Siang tadi, aku masih
menatap ponsel berkali-kali, berharap itu kamu yang mungkin saja sama rindunya
denganku. Sayang, kautahu aku ini pemuda yang senang merajuk tapi didalam hati
ini ada rindu yang ingin meledak dalam amarah. Seperti janji-janji kita pada
setiap pesan singkat, entah kapan Tuhan mau inginkan hal itu terjadi, kita
pasti akan berpeluk secara nyata. Doa yang kusebutkan malam itu pasti menemukan
jawabannya dan jawaban itu adalah kamu. Tapi, aku tak tahu kapan saat itu
datang, aku tak tahu harus bersabar berapa lama lagi. Aku tak tahu harus
menunggu sampai kapan lagi.
Jemari ini telah
lelah menyentuh hatimu yang dingin. Kaki ini telah tak sanggup lagi melangkah
karena enggan kau bawa lari jauh-jauh lagi, aku takut dipersimpangan jalan
sana, kaukan meninggalkanku, mengejar tujuanmu sendiri tanpa menyertakanku
dalam langkahku.

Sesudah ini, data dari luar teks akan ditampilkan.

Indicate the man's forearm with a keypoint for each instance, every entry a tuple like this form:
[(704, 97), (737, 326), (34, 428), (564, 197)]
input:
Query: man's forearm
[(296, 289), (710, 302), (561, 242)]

Adakah kau tahu, Sayang, pemuda yang selalu menunggumu pulang ini
tak secerewet ini jikasehari saja kau kabari dia, kausapa dia, kau beri sedikit
cium meskipun cium itu masih berbentuk emoticon dan tulisan.
Aku sendiri kesepian,
aku kehilangan senyumku, senyumku seakan-akan tergantung pada kehadiranmu. Kau
jauh disana, entah sedang apa atau mungkin sedang sibuk, mungkin disana kau
juga lupa ada yang diam-diam mendoakanmu, melipat tangannya, menitikan air
matanya, saat berkali-kali namamu tak absen dalam doanya.
Sayang, tolong
kembalikan senyumku. Eh, tapi aku sedikit senyum, deh. Aku tadi sedikit
tersenyum karena senyum tukang es kamilo yang berdiri didepan rumahku. Ya,
pokoknya singkat kata, kamu pulang ya. Cepet ! aku kangen kamu, kangen kita,
kangen semua. Tolong jangan pergi lagi.